If we could escape from the boxes our parents
put us in (to protect us no doubt, and with the best of intentions
I'm sure), and embrace the world as it is, in all of its endless
wide-openness, and truly see that it acts without the purpose that
we have been assured it wields, a purpose that would literally constrain
and choke it and thus prohibit its ever-burgeoning dynamic (its
duration, as Bergson put it), how much more alive we would
feel, as alive perhaps as the great living world itself, the world
that is nothing more (nor less) than our very background, a background
that (to all appearances) never ends, which means that we will never
end, since we are inextricably attached to its virtually endless
expanse.
I am an ethical nihilist. I am unimpressed
by Society's contrived infrastructure, cultivated in the soil of
mortal apprehension.
Embracing nothing, I see through cultural
madness, and embrace the mystery of the universe, my own true soil
(and everlasting soul).
Embracing nothing, I am empowered by nothing
and able to clearly see that the greatest nothing of all is me,
and yet ... it is undeniable that somewhere in the vastness (and
endless power) of eternal nothing my life is always happening. Over
here I see I am not yet born, while over there I've been dead for
millions of years.
I am an ethical nihilist. I am thus able
to discern the sheer fabrication that is my own identity, which
is based upon little more than words; my given name and the personal
pronouns of the language I learned from the family I happened to
inherit. Take away the words (especially the personal pronouns)

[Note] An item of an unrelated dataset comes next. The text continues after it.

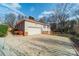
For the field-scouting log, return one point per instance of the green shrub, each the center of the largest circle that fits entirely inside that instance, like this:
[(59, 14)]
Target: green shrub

and the feeling of my self dissipates and the
"I" that was socially programmed into my brain fades into
the infinite background from which it emerged, but from which it
never truly left, ever enveloped by ITs constant presence, and thus
understandably insensitive to IT; at the same time ever floundering
in the restless sea of words constantly emanating from the swarming
confusion of humanity.
I am an ethical nihilist. I do not die,
because I never lived; and since I was never here, I can never leave.
Only the universe was here. It acted without hesitation, apprehension
or forethought. It played in a wide open expanse, unimpeded by restriction
or purpose. It sang songs and thought thoughts, but never uttered
a single word in doing so. One of ITs thoughts was the life I think
of as mine. But it wasn't mine; it was but one of ITs thoughts,
or songs or dances. Every thought that I have ever had I
never had. The universe had them. They were never my thoughts. They
were always ITs own completely random wanderings.